Seeking 'Practical Compromise'
In January, a message sent to senators from nearly three dozen industry groups characterized the version of CISA that passed last July as legislation that would give "businesses legal certainty that they have safe harbor against frivolous lawsuits when voluntarily sharing and receiving threat indicators and countermeasures in real time and taking actions to mitigate cyberattacks" that also would "safeguard privacy and civil liberties and establish appropriate roles for civilian and intelligence agencies. The cybersecurity measure approved last year by the Select Committee on Intelligence reflected practical compromises among many stakeholders on these issues."
The president's plan - reflected in Carper's bill, the Cyber Threat Sharing Act of 2015 - more narrowly defines liability protections, limiting those safeguards to threat information shared with the Department of Homeland Security's National Cybersecurity and Communications Integration Center and information sharing analysis organizations, or ISAOs, that would be established by industry with government approval. The Carper legislation also would require businesses to make reasonable efforts to strip personally identifiable information from cyberthreat data to be shared, a process that industry says could prove costly and deter small and midsize businesses from voluntarily sharing and receiving cyberthreat information (see Could Costs Impede Info-Sharing Plan?).
U.S. Chamber of Commerce's Matthew Eggers explains why businesses seek broader liability protections.
When compared with the president's proposal, CISA offers a more dynamic approach to sharing cybersecurity threat data among multiple business and government partners, coupled with stronger protections, says Matthew Eggers, U.S. Chamber of Commerce senior director for national security and emergency preparedness. "CISA would go the furthest in helping businesses, including critical infrastructure, defend information systems against cyberattacks," Eggers says. "Businesses would likely share and receive CTIs (cyberthreat indicators) and countermeasures and monitor their networks on a broader scale and more confidently because CISA grants stronger liability protections and better policy tools."

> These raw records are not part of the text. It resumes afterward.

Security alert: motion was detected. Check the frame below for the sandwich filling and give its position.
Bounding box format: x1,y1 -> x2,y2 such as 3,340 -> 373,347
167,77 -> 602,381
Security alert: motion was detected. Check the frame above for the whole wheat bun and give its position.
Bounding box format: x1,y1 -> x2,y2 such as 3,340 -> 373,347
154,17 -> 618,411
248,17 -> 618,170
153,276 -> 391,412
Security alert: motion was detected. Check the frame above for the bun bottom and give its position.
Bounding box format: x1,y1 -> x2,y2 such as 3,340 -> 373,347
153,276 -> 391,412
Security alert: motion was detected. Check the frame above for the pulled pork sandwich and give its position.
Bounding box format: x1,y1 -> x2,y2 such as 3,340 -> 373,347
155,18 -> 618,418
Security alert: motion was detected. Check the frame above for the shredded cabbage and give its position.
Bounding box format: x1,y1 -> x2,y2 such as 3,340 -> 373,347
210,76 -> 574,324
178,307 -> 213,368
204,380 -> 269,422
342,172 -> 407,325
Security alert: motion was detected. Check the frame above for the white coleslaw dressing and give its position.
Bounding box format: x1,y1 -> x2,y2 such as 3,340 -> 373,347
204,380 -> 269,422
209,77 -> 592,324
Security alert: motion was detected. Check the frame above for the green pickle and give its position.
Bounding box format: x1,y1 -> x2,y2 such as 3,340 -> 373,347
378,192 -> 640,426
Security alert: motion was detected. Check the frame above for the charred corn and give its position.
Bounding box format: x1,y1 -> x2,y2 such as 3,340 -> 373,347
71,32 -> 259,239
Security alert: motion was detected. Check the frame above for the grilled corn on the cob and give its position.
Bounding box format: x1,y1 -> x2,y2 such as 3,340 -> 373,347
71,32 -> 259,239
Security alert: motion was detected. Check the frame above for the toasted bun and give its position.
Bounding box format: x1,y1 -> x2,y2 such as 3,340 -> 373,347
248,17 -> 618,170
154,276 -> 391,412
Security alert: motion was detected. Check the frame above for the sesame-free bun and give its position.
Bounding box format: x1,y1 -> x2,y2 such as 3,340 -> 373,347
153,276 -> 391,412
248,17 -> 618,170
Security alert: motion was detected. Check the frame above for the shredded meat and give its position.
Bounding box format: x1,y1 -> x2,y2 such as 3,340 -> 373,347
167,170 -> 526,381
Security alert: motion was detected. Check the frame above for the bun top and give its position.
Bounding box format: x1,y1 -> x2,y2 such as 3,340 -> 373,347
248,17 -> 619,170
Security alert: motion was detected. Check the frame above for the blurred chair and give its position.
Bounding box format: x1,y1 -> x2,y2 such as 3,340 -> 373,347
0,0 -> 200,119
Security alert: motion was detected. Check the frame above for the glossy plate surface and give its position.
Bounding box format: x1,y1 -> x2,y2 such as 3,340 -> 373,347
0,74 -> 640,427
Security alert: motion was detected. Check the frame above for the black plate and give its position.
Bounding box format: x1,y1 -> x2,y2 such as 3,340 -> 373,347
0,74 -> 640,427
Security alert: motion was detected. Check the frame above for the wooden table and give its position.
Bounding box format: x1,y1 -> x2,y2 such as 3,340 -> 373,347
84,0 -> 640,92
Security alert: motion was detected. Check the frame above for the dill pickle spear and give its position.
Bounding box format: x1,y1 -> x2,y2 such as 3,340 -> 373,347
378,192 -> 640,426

But a group of civil liberties and privacy advocacy organizations, along with 22 computer security experts, on March 2 sent a letter to Burr and Feinstein calling for the rejection of CISA. The letter contends CISA would permit automatic National Security Agency access to personal information shared with a governmental agency, furnish inadequate protections prior to sharing data, allow dangerous authorization for countermeasures and provide overbroad authorization for law enforcement use.
"CISA will do much more to enhance the government's cyber-surveillance than it will do to enhance everyone's cybersecurity, and should be strongly opposed," Robyn Greene, policy counsel for the Open Technology Institute, the technology program of the think tank New America Foundation, writes in a recently published blog.
The White House has not weighed in on CISA, but in the past two congresses, the Obama administration had threatened to veto the Cyber Intelligence Sharing and Protection Act, known as CISPA, which twice passed the House of Representatives and featured liability and privacy protection provisions similar to those found in CISA (see White House Threatens CISPA Veto, Again).